Comments on a cultural reality between past and future.

This blog describes Metatime in the Posthuman experience, drawn from Sir Isaac Newton's secret work on the future end of times, a tract in which he described Histories of Things to Come. His hidden papers on the occult were auctioned to two private buyers in 1936 at Sotheby's, but were not available for public research until the 1990s.

Saturday, January 29, 2011

Reflections on the Revolving Door of Death 3: RIP Johnny Storm, Camelot Hero

Death of the Human Torch, in FF #587 released January 25, 2011. Fantastic Four vol. 3 #587.

I no longer read the Fantastic Four or Spider-Man regularly, but it looks like no one in the comic book industry is stepping back from the Revolving Door of Death any time soon. Both Marvel and DC have claimed they are shutting the door, that is, they will keep killing characters, but that resurrections of characters that have been killed off will stop. But death still sells, and money talks louder than integrity in story-telling. Editorial 'dead means dead' declarations are merely attempts to reinvest an overused trope with meaning.
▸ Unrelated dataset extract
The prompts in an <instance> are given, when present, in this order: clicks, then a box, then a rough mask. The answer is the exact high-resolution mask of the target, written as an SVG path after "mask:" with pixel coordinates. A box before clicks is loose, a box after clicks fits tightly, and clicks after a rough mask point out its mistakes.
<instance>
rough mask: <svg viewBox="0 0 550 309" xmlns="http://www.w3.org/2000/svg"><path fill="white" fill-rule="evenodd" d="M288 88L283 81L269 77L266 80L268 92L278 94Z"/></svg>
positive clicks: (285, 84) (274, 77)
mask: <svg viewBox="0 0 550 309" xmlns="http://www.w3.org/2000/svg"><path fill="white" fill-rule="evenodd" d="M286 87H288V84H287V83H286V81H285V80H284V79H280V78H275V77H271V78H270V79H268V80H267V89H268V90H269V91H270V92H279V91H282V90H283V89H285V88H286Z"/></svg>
The whole point of using death as a narrative device is that it supposedly adds a tone of momentousness to a story. Yet with the recurrent use of the device, the emotional weight of death has diminished.  And no one seems to understand that when they kill off a hero, they kill the values he represents; they attack the ideals that his powers symbolize.

A death story like the one that appeared this week in Fantastic Four #587 sparks nostalgia over the dead character among those who have not followed that character for years. When I read the Fantastic Four decades ago, Johnny Storm was my favourite member of the FF. He's one of several young male heroes who debuted in the early-to-mid 1960s whose powers and behaviour were unconventional compared to the likes of Superman, Captain Marvel and Captain America. I've always had a soft spot for these characters from the late Silver Age: The Human Torch (1961), Spider-Man (1962), Cyclops and Iceman (1963), Ironman (1963), Daredevil (1964) and Beast Boy (The Changeling) (1965). They are all, in their own ways, fallible, yet they still have the gloss of confidence, a gutsy heroism.

In their origins, these are bridge characters, retaining some values from the preceding aftermath of World War II - but they anticipate the social upheavals of the late 1960s and 1970s. Thus, they reflect some of the moral absolutes of the war (arguably the source of their courage). But their brand of heroism equally incorporates the lingering ambiguities of the Korean War, as well as the rebellious attitudes of the Angry Young Men and the Beat Generation.